Department of Plant and Microbial Biology, University of California, Berkeley, CA 94720, USA.
BMC Bioinformatics. 2011 Apr 18;12:102. doi: 10.1186/1471-2105-12-102.
It is difficult to accurately interpret chromosomal correspondences such as true orthology and paralogy due to significant divergence of genomes from a common ancestor. Analyses are particularly problematic among lineages that have repeatedly experienced whole genome duplication (WGD) events. To compare multiple "subgenomes" derived from genome duplications, we need to relax the traditional requirements of "one-to-one" syntenic matchings of genomic regions in order to reflect "one-to-many" or more generally "many-to-many" matchings. However this relaxation may result in the identification of synteny blocks that are derived from ancient shared WGDs that are not of interest. For many downstream analyses, we need to eliminate weak, low scoring alignments from pairwise genome comparisons.
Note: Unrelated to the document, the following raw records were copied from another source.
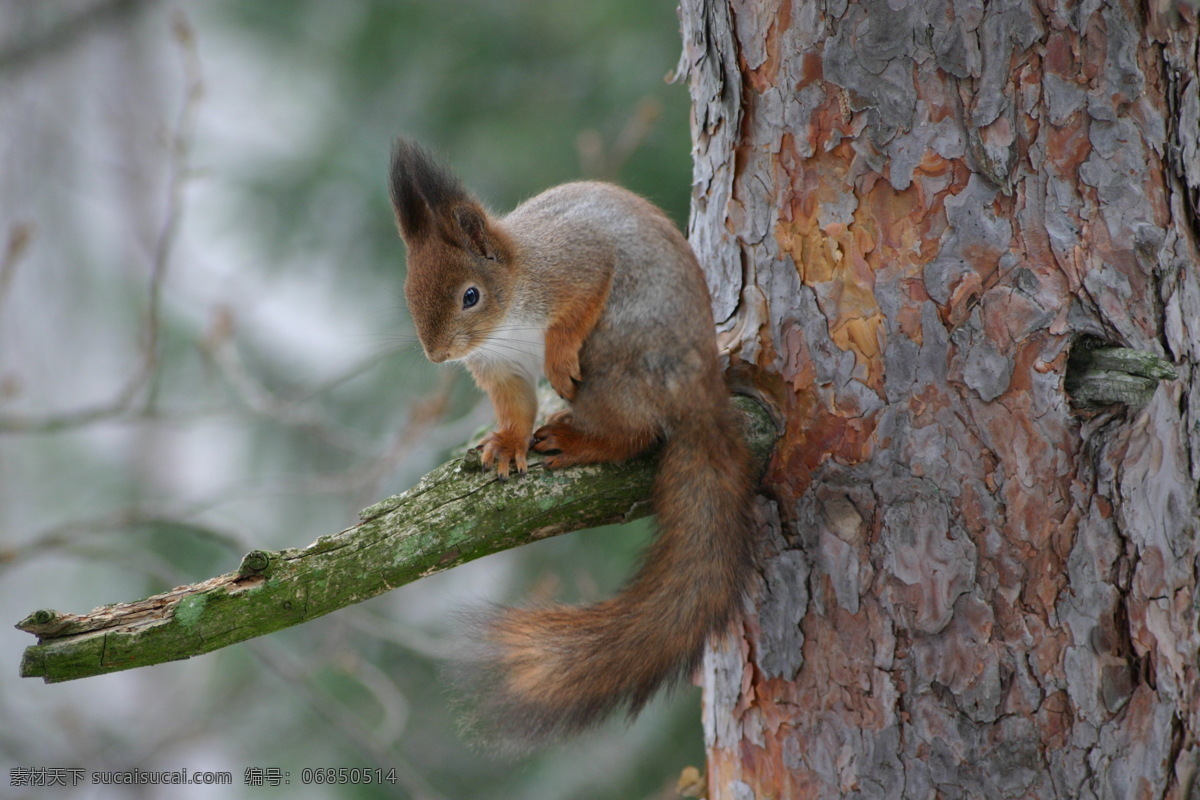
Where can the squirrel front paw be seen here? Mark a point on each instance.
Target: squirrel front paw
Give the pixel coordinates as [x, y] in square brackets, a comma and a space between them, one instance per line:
[505, 450]
[557, 440]
[564, 374]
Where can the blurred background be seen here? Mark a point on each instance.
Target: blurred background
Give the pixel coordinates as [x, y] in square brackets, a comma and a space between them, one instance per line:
[204, 350]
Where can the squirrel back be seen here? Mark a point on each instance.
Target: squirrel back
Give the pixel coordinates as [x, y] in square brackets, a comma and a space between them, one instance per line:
[597, 287]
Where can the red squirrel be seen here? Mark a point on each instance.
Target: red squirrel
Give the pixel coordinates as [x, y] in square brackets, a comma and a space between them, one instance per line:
[594, 287]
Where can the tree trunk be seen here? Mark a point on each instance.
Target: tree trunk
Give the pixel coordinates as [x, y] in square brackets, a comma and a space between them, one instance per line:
[910, 214]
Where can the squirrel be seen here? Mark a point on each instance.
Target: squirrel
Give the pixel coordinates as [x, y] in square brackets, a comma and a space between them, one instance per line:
[597, 288]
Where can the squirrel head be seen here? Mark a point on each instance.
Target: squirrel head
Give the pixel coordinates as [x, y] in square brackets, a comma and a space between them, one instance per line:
[460, 264]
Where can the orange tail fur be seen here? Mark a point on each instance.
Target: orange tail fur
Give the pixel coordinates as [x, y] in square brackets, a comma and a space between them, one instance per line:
[538, 674]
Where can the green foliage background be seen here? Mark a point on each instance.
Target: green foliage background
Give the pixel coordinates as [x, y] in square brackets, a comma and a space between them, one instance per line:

Our goal is to objectively select subset of synteny blocks whose total scores are maximized while respecting the duplication history of the genomes in comparison. We call this "quota-based" screening of synteny blocks in order to appropriately fill a quota of syntenic relationships within one genome or between two genomes having WGD events.
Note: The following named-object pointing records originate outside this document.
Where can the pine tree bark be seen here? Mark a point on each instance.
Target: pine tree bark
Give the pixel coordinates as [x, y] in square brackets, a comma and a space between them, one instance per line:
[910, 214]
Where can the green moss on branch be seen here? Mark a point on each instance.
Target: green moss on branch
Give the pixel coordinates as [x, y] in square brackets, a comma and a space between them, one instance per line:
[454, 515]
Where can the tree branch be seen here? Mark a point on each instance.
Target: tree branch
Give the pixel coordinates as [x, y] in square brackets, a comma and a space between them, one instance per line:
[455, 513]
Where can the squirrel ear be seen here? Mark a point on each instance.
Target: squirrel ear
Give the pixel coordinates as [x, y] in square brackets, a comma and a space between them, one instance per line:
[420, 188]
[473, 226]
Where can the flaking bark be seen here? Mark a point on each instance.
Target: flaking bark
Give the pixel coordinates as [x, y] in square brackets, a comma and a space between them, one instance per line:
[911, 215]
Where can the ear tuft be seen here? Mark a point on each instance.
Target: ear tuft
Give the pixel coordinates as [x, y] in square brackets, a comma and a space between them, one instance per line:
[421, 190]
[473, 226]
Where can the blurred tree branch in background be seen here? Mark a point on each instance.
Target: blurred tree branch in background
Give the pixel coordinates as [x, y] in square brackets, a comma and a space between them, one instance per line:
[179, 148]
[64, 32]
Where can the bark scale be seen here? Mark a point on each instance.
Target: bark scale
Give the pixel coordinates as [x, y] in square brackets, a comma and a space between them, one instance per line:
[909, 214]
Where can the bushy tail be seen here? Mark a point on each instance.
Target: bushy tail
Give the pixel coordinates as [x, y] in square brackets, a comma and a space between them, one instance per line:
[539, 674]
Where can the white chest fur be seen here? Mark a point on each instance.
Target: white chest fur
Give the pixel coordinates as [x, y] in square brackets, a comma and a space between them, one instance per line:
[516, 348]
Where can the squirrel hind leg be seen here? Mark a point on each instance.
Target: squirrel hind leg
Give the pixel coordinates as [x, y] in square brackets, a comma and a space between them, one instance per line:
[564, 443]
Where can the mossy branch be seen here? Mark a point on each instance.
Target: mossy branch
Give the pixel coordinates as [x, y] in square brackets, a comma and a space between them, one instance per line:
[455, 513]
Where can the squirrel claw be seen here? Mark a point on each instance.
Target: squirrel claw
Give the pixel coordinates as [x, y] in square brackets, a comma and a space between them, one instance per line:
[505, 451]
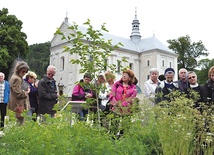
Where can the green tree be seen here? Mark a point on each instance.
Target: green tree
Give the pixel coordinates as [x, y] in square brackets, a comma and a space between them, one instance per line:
[92, 50]
[187, 51]
[13, 42]
[204, 65]
[38, 58]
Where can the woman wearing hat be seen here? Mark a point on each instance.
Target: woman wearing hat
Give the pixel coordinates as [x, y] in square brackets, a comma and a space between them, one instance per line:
[19, 91]
[123, 93]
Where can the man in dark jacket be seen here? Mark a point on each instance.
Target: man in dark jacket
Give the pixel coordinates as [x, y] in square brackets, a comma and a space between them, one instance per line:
[47, 92]
[166, 86]
[183, 81]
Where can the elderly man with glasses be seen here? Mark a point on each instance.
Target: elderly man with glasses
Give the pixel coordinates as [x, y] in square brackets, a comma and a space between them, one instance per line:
[47, 92]
[166, 86]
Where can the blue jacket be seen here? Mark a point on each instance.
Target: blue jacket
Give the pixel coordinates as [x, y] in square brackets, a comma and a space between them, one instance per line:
[6, 92]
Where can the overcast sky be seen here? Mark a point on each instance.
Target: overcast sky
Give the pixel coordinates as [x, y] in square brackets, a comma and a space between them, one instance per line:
[167, 19]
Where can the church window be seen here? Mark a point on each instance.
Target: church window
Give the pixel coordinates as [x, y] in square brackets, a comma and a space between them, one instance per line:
[131, 66]
[62, 63]
[148, 63]
[162, 63]
[118, 66]
[105, 64]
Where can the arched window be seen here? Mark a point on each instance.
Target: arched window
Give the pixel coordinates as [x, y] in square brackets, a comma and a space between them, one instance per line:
[62, 63]
[131, 66]
[148, 63]
[162, 63]
[118, 66]
[105, 64]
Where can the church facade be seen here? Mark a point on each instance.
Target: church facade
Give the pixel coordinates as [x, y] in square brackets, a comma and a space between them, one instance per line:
[141, 54]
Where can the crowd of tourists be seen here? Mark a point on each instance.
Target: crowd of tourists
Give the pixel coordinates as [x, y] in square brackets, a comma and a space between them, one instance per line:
[25, 92]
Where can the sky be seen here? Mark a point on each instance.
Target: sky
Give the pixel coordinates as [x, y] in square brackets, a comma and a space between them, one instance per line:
[166, 19]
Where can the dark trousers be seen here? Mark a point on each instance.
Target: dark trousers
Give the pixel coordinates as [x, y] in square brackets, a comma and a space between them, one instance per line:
[3, 111]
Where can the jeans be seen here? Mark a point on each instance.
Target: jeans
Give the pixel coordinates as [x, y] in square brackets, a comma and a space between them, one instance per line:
[3, 111]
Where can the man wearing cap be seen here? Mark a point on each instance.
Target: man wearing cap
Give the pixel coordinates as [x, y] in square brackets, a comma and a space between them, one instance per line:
[166, 86]
[183, 81]
[47, 92]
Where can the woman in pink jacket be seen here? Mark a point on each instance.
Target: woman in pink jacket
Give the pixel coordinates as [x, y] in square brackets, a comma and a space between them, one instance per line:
[123, 93]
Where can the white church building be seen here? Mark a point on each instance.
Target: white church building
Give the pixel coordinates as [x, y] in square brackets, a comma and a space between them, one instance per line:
[141, 54]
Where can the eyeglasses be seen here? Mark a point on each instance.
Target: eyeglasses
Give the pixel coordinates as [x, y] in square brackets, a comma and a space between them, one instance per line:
[23, 71]
[87, 79]
[50, 74]
[192, 77]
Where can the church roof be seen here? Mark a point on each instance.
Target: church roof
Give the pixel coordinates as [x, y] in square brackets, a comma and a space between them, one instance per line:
[142, 45]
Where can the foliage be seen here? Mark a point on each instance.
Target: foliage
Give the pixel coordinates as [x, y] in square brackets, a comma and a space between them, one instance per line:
[204, 65]
[38, 58]
[91, 51]
[13, 42]
[187, 51]
[169, 128]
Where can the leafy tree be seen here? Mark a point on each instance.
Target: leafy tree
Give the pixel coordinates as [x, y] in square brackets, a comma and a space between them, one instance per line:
[187, 51]
[38, 58]
[204, 65]
[92, 50]
[13, 42]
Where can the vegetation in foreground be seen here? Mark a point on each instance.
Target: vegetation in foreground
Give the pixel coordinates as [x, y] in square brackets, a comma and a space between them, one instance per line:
[174, 128]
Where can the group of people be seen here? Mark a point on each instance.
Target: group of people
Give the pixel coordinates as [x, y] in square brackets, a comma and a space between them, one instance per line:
[157, 90]
[112, 95]
[25, 92]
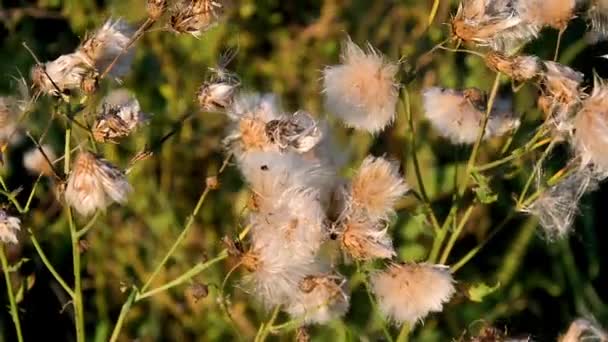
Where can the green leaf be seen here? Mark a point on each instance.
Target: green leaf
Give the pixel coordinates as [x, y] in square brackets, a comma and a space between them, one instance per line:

We have formulated the synteny block screening as an optimization problem known as "Binary Integer Programming" (BIP), which is solved using existing linear programming solvers. The computer program QUOTA-ALIGN performs this task by creating a clear objective function that maximizes the compatible set of synteny blocks under given constraints on overlaps and depths (corresponding to the duplication history in respective genomes). Such a procedure is useful for any pairwise synteny alignments, but is most useful in lineages affected by multiple WGDs, like plants or fish lineages. For example, there should be a 1:2 ploidy relationship between genome A and B if genome B had an independent WGD subsequent to the divergence of the two genomes. We show through simulations and real examples using plant genomes in the rosid superorder that the quota-based screening can eliminate ambiguous synteny blocks and focus on specific genomic evolutionary events, like the divergence of lineages (in cross-species comparisons) and the most recent WGD (in self comparisons).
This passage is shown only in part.